In a consent order issued by the R.I. Department of Health on Nov. 30 to Care New England, Memorial Hospital of Rhode Island in Pawtucket was effectively closed down because of concerns for the safety of patients because of a lack of staffing.

The consent order stipulated that between Dec. 1, 2017, and the date when the R.I. Department of Health issued its decisions on Care New England’s pending reverse Certificate of Need applications: “EMS services will no longer transport patients to Memorial Hospital; no new patients will be admitted at Memorial Hospital; and no surgeries will be performed.”

The reason: “The R.I. Department of Health has determined that Memorial does not currently have the staffing levels to safely administer care in these areas.” The agency cited that the hospital did not have a functioning Intensive Care Unit or any on-site gastrointestinal physicians or orthopedists. In addition, the contract with the group providing anesthesia services ended on Nov. 30.

In the meantime, Care New England was still required to maintain respiratory therapy, radiology, laboratory, pharmacy and MRI services, with appropriate staffing levels to support these services.

The projected costs for the Unified Health Infrastructure Project, or UHIP, rose to $491.7 million in the federal fiscal year 2018-2019, with $108 million of that total to be covered by state taxpayers, according to the latest documents filed by the state with the Centers for Medicare and Medicaid Services, as reported by WPRI.

“It’s been a big investment, but we think it’s going to drive, ultimately, a better customer experience for people who need benefits and a better experience for our workforce,” Courtney Hawkins, the director of the R.I. Department of Human Services, told WPRI.

However, Hawkins’ optimism about the future of UHIP was not shared by a number of care providers. As Michael Bigney, the administrator and co-owner of Home Health & Hospice Care of Nursing, told ConvergenceRI last month, his agency finally received long delayed approval to provide home health services for a client; however, that client had been dead for nine months.

The efforts to move toward bundled reimbursements for health care received a big setback on Nov. 30, when the Centers for Medicare and Medicaid Services, at the direction of Administrator Seema Verma, announced that it was rolling back mandatory bundled payment programs for hip and knee replacements covered by Medicare.

In addition, CMS also announced it was canceling hip fracture and cardiac bundled payment models that were scheduled become mandatory on Jan. 1, 2018.

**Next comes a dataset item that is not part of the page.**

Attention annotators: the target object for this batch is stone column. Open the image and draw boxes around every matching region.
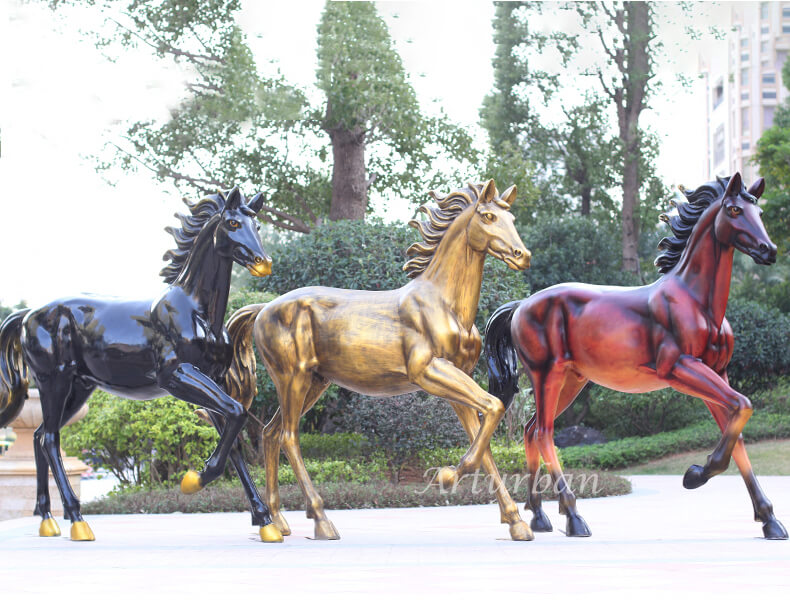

The tax package passed by the U.S. Senate on Friday, Dec. 1, with its handwritten insertions to please lobbyists and the lack of scrutiny, promises to be disaster for the middle-class and threatens America’s long-term economic security, according to Sen. Jack Reed.

“It irresponsibly cuts benefits for students, seniors, working parents, and many others and is designed to put Medicare and Social Security on the chopping block,” Reed said, calling it a “stunning transfer of wealth from taxpayers to millionaires.”